In the near term, the insight will help refine the engineering of animal models for Alzheimer’s disease, such as those being developed by the IU/JAX MODEL-AD Center, for which Carter is a Principal Investigator. Because the inflammatory subtype is the dominant signature in the patient population as a whole, the genes implicated in it were the initial focus of the mouse model development effort.

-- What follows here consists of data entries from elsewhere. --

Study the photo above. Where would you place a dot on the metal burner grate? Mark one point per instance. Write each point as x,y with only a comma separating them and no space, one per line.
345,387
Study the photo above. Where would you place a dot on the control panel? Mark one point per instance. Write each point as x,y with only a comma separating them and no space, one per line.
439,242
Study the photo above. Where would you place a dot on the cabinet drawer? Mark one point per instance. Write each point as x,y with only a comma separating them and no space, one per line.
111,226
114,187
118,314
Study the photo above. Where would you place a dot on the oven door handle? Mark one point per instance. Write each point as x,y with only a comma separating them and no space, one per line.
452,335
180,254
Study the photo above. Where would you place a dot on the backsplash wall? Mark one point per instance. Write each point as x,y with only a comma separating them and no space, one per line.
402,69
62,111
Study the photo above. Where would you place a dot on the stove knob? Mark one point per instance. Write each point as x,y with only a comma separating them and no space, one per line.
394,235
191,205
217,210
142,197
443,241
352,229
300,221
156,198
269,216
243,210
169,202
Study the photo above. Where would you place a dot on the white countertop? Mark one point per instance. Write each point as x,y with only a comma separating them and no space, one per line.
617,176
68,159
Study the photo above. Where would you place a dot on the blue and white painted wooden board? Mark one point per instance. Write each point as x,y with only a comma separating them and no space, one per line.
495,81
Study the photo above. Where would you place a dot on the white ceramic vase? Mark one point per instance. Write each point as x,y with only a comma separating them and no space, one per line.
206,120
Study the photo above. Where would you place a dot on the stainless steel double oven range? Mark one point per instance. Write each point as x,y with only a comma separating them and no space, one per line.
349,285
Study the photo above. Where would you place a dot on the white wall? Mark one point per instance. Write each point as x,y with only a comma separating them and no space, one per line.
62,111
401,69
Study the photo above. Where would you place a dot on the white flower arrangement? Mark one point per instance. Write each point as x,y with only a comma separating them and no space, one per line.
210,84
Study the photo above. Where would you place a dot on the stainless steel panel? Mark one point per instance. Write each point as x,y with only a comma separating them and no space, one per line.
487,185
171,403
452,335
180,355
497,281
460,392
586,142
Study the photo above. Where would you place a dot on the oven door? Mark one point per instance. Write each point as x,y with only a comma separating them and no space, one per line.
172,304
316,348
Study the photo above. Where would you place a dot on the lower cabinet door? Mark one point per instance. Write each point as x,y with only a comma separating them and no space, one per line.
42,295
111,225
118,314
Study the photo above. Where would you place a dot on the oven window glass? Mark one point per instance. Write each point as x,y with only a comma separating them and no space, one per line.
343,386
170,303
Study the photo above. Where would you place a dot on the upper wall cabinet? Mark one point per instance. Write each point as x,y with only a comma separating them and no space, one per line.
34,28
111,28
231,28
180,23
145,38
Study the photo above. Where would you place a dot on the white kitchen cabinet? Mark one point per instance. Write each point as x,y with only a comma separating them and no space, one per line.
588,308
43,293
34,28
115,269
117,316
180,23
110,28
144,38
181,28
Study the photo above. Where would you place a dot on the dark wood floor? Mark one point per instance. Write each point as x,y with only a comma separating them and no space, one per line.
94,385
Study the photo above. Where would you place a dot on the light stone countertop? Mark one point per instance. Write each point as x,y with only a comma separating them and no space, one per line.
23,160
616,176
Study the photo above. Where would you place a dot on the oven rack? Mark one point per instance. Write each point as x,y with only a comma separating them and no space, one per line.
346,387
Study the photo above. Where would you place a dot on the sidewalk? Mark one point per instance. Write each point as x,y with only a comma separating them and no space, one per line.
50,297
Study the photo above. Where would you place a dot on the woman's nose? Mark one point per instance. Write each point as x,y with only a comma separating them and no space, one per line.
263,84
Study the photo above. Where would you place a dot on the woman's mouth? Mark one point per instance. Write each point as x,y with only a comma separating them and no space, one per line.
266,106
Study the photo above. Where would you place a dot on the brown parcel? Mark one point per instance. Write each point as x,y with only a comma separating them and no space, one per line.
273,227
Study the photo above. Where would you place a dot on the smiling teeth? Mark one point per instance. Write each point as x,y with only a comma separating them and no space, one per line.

By focusing on the genes and pathways that help drive the non-inflammatory subtype versus those involved with inflammation, however, it should be possible to model both subtypes in different mouse models.
Moving forward, there are many possibilities for further investigation.
“We’ve analyzed the transcriptome (all of the messenger RNAs in a cell) pretty comprehensively,” says Milind. “But what about the other components, other ‘omes? The epigenome, proteome, metabolome? If we can integrate all of those data, we will be able to describe the subtypes and their molecular signatures much more completely.”
With that kind of knowledge, there is hope that it could point clinical research in useful directions as well.
“The inflammation is mostly driven by microglia (brain-specific immune cells) in the brain,” says Carter, “but we might detect an echo of the signaling in the general circulation. Right now, we don’t quite know. We might also identify inflammation biomarkers that can be detected with brain imaging. That would be a very clean way to distinguish between the two subtypes in living people recently diagnosed with Alzheimer’s disease. In the big picture, if we can redefine Alzheimer’s disease through the molecular data, it will open up all sorts of possibilities and offer resolutions that are not currently possible now.”
A transformational summer
Unlike some of his summer student peers, Milind didn’t have a science career in sharp focus when he first went to college. In fact, when he went to see Carter speak at a seminar at North Carolina State, he admits it was “complicated,” and he struggled to keep up. But that initial contact and the concept of an immersive research experience in a place where everyone around him was doing the same thing made the JAX program sound very appealing.
“It gave back way more than I’d expected,” he says. “It was transformative. I was particularly inspired by the human element, and how JAX got involved with things like the Longest Day, when all the Alzheimer’s research labs joined together to raise funds for the Alzheimer’s Association.”
Now, with a first-author paper already on his CV, Milind is looking to continue his education in computational biomedical genetics.
“Understanding how the research ends is very important to me. My time at JAX showed me that even if you do basic research, you can have a big effect. You can also stay connected with the people you’re working to benefit, like the Alzheimer’s disease community.”